The city of Galveston at the end of the 19th century was a booming metropolis with a population of 38,000. Its position on the natural harbor of Galveston Bay along the Gulf of Mexico made it the center of trade in the state of Texas.
The Galveston Hurricane of 1900 made landfall on September 8, 1900. The hurricane washed over the entire island. The surge knocked buildings off their foundations, and the surf pounded them to pieces. Over 3,600 homes were destroyed, and a wall of debris faced the ocean.
Rescuers from Houston found a city destroyed. Eight thousand people had lost their lives, a fifth of the island's population. More people were killed in this single storm than in more than three hundred hurricanes that have struck the United States since, combined, as of 2005.
Survivors set up temporary shelters in surplus US Army tents along the shore. Others constructed "storm lumber" homes, using salvageable material from the debris to build shelter.
By September 12, the first post-storm mail was received at Galveston. The next day, basic water service was restored, and Western Union began providing minimal telegraph service. Within three weeks, cotton was again being shipped out of the port.
Prior to the Hurricane of 1900, Galveston was known as "the New York of the South." Only the nation's wealthiest were allowed to live there. Many people say that had it not been for the hurricane, Galveston would today be one of the nation's largest and most beautiful cities. However, development shifted to Houston, which was enjoying the benefits of the oil boom. The dredging of the Houston Ship Channel ended Galveston's hopes of returning to its former position as a major industrial center.
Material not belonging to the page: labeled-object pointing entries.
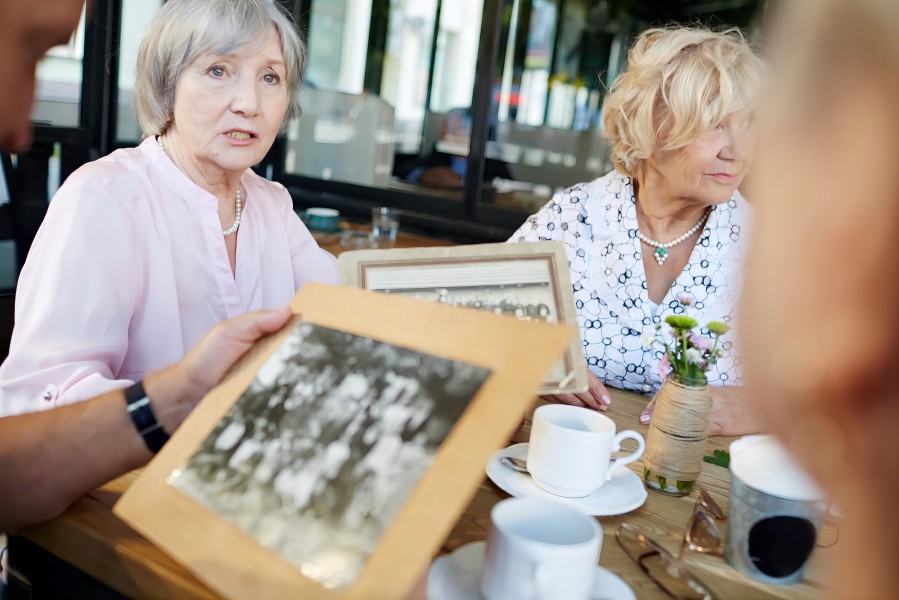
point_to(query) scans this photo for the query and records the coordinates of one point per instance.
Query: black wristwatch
(143, 415)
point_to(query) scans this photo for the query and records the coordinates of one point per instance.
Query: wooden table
(337, 243)
(92, 539)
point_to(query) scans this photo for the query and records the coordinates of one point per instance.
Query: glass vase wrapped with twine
(677, 436)
(682, 414)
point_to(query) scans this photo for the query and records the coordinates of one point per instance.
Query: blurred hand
(225, 344)
(730, 412)
(177, 389)
(441, 177)
(596, 397)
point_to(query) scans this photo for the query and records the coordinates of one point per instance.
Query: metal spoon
(516, 464)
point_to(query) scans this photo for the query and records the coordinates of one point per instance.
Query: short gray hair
(185, 29)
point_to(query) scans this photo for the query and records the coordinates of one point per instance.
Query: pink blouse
(129, 270)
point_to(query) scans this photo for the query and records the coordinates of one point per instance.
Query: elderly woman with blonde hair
(669, 221)
(143, 251)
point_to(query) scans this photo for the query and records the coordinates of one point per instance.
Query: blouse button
(51, 393)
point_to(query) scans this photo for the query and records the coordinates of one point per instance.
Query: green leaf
(718, 328)
(719, 457)
(685, 486)
(681, 322)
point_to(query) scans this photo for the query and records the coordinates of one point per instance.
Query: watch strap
(144, 417)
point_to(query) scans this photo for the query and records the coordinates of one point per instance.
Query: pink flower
(702, 343)
(685, 299)
(665, 367)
To prevent future storms from causing destruction like that of the 1900 hurricane, many improvements to the island were made. The first three miles of the 17 foot high Galveston Seawall were built beginning in 1902. An all-weather bridge was constructed to the mainland to replace the ones destroyed in the storm.
The most dramatic effort to protect the city was using sand to raise the city of Galveston by as much as 17 feet above its previous elevation. Over 2,100 buildings were raised in the process.
In 1915, a similar storm struck Galveston. Sadly, 275 people lost their lives.
Today Galveston is considered the playground of Houston. Homes and other buildings that survived the hurricane have been preserved. The seawall has since extended to ten miles, and hotels and tourist attractions have been built along its length.